E. Sela1,2, Y. Cohen1, V. Alhanatis1, Y. Saranga2, S. Cohen3, M. Möller3, M. Meron4, A. Bosak5, J. Tsipris4 and V. Ostrovsky4.

1 Agricultural Research Organization, the Volcani Center, Institute of Agricultural

Engineering, Bet Dagan, Israel.

2 The Robert H. Smith Institute of Plant Sciences and Genetics in Agriculture,

The Faculty of Agricultural, Food and Environmental Quality Sciences. Hebrew University of Jerusalem, Rehovot, Israel.

3 Agricultural Research Organization, the Volcani Center, Institute of Soil, Water and

Environmental Sciences, Bet Dagan, Israel.

4 Crop Ecology Laboratory, MIGAL Kiryat Shmona, Israel. 5 Southern Growers Organisation, Israel.

Water status of crop plants is a major factor determining both quantity and quality of yield. Farmers control crop water status through irrigation scheduling and quantifying, which is conventionally based on pre-determined recommendations and/or a few measurements of plant physiological parameters. Moreover, irrigation is usually applied uniformly, disregarding the natural variability within field plots.
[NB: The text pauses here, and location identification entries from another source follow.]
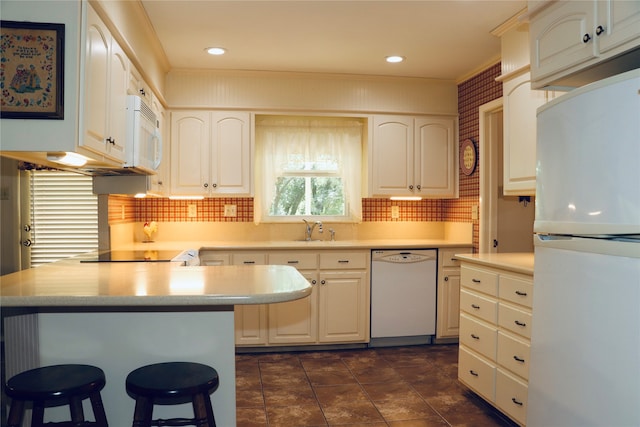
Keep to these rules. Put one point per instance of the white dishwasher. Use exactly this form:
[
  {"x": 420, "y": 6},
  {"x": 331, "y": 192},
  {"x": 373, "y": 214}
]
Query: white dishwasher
[{"x": 403, "y": 296}]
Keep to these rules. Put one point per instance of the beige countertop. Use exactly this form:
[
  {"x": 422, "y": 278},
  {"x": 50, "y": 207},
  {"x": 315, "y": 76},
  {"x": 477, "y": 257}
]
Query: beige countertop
[
  {"x": 71, "y": 283},
  {"x": 297, "y": 244},
  {"x": 516, "y": 262}
]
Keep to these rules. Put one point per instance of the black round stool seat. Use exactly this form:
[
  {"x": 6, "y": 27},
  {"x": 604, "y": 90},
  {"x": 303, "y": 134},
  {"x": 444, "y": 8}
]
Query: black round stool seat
[
  {"x": 173, "y": 383},
  {"x": 54, "y": 386}
]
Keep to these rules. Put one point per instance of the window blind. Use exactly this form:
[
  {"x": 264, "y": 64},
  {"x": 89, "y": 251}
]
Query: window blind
[{"x": 64, "y": 216}]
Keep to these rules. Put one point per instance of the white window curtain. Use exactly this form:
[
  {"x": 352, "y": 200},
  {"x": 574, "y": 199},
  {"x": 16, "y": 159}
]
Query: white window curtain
[{"x": 328, "y": 146}]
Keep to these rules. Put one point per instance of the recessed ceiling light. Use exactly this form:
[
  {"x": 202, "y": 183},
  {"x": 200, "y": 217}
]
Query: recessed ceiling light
[
  {"x": 394, "y": 58},
  {"x": 216, "y": 50}
]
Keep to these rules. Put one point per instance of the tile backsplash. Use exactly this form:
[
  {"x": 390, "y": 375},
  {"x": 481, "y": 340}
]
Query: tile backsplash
[
  {"x": 127, "y": 209},
  {"x": 472, "y": 93}
]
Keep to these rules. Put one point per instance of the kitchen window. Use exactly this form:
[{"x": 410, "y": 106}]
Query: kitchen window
[
  {"x": 308, "y": 167},
  {"x": 64, "y": 215}
]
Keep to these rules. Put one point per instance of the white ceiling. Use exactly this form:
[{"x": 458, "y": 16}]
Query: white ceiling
[{"x": 440, "y": 39}]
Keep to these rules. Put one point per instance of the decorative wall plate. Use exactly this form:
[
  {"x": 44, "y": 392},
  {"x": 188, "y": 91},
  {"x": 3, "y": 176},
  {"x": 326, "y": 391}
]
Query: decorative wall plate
[{"x": 468, "y": 156}]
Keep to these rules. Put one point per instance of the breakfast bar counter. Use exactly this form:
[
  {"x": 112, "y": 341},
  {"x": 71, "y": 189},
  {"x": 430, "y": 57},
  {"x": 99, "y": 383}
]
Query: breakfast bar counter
[{"x": 120, "y": 316}]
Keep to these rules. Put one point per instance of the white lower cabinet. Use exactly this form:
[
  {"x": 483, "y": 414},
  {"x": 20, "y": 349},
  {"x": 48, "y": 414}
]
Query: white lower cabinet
[
  {"x": 337, "y": 311},
  {"x": 495, "y": 331},
  {"x": 448, "y": 295}
]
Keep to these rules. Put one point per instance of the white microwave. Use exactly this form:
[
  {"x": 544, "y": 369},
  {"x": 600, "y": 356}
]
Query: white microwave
[{"x": 143, "y": 149}]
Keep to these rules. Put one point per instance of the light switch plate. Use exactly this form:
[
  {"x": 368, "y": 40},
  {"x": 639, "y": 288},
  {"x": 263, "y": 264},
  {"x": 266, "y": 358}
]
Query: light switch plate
[
  {"x": 395, "y": 212},
  {"x": 230, "y": 210}
]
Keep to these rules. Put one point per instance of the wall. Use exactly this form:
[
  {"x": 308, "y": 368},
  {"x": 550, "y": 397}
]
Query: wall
[{"x": 472, "y": 93}]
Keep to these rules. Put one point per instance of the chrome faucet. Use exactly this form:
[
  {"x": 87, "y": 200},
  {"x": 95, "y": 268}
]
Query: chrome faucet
[{"x": 310, "y": 227}]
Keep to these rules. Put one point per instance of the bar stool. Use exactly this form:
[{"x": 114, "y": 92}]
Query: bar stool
[
  {"x": 55, "y": 386},
  {"x": 173, "y": 383}
]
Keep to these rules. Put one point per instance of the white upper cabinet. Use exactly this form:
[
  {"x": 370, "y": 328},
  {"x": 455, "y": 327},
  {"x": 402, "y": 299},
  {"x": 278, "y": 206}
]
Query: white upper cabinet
[
  {"x": 210, "y": 153},
  {"x": 520, "y": 103},
  {"x": 570, "y": 39},
  {"x": 413, "y": 156},
  {"x": 436, "y": 157},
  {"x": 519, "y": 163},
  {"x": 105, "y": 91}
]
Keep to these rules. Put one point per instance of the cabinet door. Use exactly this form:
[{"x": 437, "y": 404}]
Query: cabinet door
[
  {"x": 251, "y": 322},
  {"x": 295, "y": 322},
  {"x": 435, "y": 157},
  {"x": 343, "y": 306},
  {"x": 448, "y": 319},
  {"x": 96, "y": 87},
  {"x": 190, "y": 153},
  {"x": 620, "y": 22},
  {"x": 557, "y": 37},
  {"x": 117, "y": 116},
  {"x": 520, "y": 104},
  {"x": 231, "y": 153},
  {"x": 392, "y": 156}
]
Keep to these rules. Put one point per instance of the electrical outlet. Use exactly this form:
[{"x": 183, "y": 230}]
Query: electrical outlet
[
  {"x": 230, "y": 210},
  {"x": 395, "y": 212}
]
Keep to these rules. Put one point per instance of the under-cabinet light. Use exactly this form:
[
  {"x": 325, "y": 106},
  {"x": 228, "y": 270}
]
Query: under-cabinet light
[
  {"x": 406, "y": 198},
  {"x": 394, "y": 59},
  {"x": 67, "y": 159},
  {"x": 186, "y": 197}
]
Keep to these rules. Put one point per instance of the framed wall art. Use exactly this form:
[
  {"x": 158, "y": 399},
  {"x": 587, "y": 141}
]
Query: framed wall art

Leaf water potential (LWP) is the most commonly used parameter for irrigation scheduling in cotton. However, the time-consuming procedure limits its application to large areas. Canopy temperature has long been recognized as a good indicator for crop water status and as a potential tool for irrigation scheduling. Thermal infra-red (TIR) images provide a synoptic view of crop temperature over wide areas. This study aims to develop a model-based method for estimating and mapping LWP in cotton fields based on fusion of TIR and RGB images.

Three to five irrigation regimes were implemented in cotton fields at three locations in 2003 and 2005. This study is based on measurements made on 9 days. On each day, simultaneous TIR and RGB images were taken from 20 m height. An artificial wet reference surface (AWRS) was placed within each image to simulate a fully transpiring leaf. LWP was measured in plants within the image area and 1 minute meteorological data were collected during measuring time.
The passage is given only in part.